Allen lou got unpaused.
(Hey this book needs to continue so there you go)
Allen: SOMEONE'S USING MY GLOVE! NOT ON MY WATCH!
Meanwhile...
Dean wakes up in... SPACE!!!
Dean: Wha! What happened to everything?
He looks around and all he sees is Space.
Dean: Am- Am I alone?
???: not quite.
He looks up and Sees a big old man.
???: Oh don't worry.
Dean: WAT DA FUUUUUCK?
???: I am god, Creator of the universe.
Dean: ...uhh who?
God: Haha, don't worry. Let's just say I'm a friend looking over you.
Dean: Oh like my foot fungus! Uhh Where am I now God?

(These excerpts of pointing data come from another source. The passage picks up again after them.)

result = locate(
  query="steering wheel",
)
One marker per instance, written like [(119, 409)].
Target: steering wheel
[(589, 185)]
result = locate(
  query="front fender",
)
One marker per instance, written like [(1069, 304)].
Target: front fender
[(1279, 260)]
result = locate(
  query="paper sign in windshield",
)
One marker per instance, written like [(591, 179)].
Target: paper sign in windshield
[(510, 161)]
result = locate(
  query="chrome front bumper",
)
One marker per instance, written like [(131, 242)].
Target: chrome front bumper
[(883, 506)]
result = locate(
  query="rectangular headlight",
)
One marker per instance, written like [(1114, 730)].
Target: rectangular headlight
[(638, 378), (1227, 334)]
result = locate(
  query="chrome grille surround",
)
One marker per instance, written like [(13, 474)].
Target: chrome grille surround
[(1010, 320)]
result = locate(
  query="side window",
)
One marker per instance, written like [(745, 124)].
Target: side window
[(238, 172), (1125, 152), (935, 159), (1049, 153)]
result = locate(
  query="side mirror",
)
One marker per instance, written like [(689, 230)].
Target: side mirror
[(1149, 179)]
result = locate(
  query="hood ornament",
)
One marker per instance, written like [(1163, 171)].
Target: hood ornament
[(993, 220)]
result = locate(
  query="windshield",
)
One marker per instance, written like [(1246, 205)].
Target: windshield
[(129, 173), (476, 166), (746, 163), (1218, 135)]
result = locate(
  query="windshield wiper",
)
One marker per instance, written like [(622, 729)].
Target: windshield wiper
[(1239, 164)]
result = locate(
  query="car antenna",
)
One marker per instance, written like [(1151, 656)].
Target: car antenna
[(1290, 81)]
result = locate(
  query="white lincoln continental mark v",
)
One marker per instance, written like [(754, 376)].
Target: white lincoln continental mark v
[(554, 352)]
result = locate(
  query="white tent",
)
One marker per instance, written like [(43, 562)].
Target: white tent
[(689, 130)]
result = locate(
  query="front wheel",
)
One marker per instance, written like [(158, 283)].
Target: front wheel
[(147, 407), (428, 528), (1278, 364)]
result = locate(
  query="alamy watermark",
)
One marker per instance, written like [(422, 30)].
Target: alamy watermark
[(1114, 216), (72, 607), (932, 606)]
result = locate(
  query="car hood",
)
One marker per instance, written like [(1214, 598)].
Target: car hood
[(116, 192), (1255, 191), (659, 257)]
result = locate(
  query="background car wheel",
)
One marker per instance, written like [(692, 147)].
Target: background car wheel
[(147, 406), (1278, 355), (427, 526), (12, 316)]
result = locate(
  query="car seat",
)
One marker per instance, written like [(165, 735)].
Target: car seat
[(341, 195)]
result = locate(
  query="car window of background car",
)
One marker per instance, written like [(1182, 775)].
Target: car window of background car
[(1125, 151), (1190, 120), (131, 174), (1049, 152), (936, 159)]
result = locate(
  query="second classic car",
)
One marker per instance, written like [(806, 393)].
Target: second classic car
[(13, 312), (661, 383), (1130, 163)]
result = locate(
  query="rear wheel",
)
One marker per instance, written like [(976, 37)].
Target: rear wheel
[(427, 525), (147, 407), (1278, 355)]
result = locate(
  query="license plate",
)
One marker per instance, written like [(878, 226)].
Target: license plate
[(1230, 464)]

God: Why, you're at the beginning, of course.
Dean: The.... Beginning?
God: That's right! Nothing exists yet for I still have to make it.
Dean: ...cool! What do you do then? Wouldn't it be super boring?
God: Oh, don't worry! I've got Pong!
A random pong game surrounded Dean
Dean: ?
A portal appeared behind him and Allen Lou pops out.
God: Oh, looks like we have a new competitor.
Allen: ...God we meet again!
God: Hello Allen. Fancy a game? You score, you can have Dean. You lose, you leave him alone.
Allen: You're on!
Dean: Wait What?!
God and Allen played an intense game of pong... With Dean as the ball.
God eventually won.
Scores: 0-1 God Wins
Dean: You did it! I'm Freeeeee!
Allen: NO!!!!! YOU BASTARD! HOW DARE YOU!.......Fine....imma head out.
He leaves through a portal.
Another portal Opens next to him.
Allen: BUT I'm taking this Glove back.
He leaves.
Dean: What... What now God?
God: Oh, I'll probably send you back to your time and undo everything you did.
Dean: Oh, cool! This book needs to continue after all.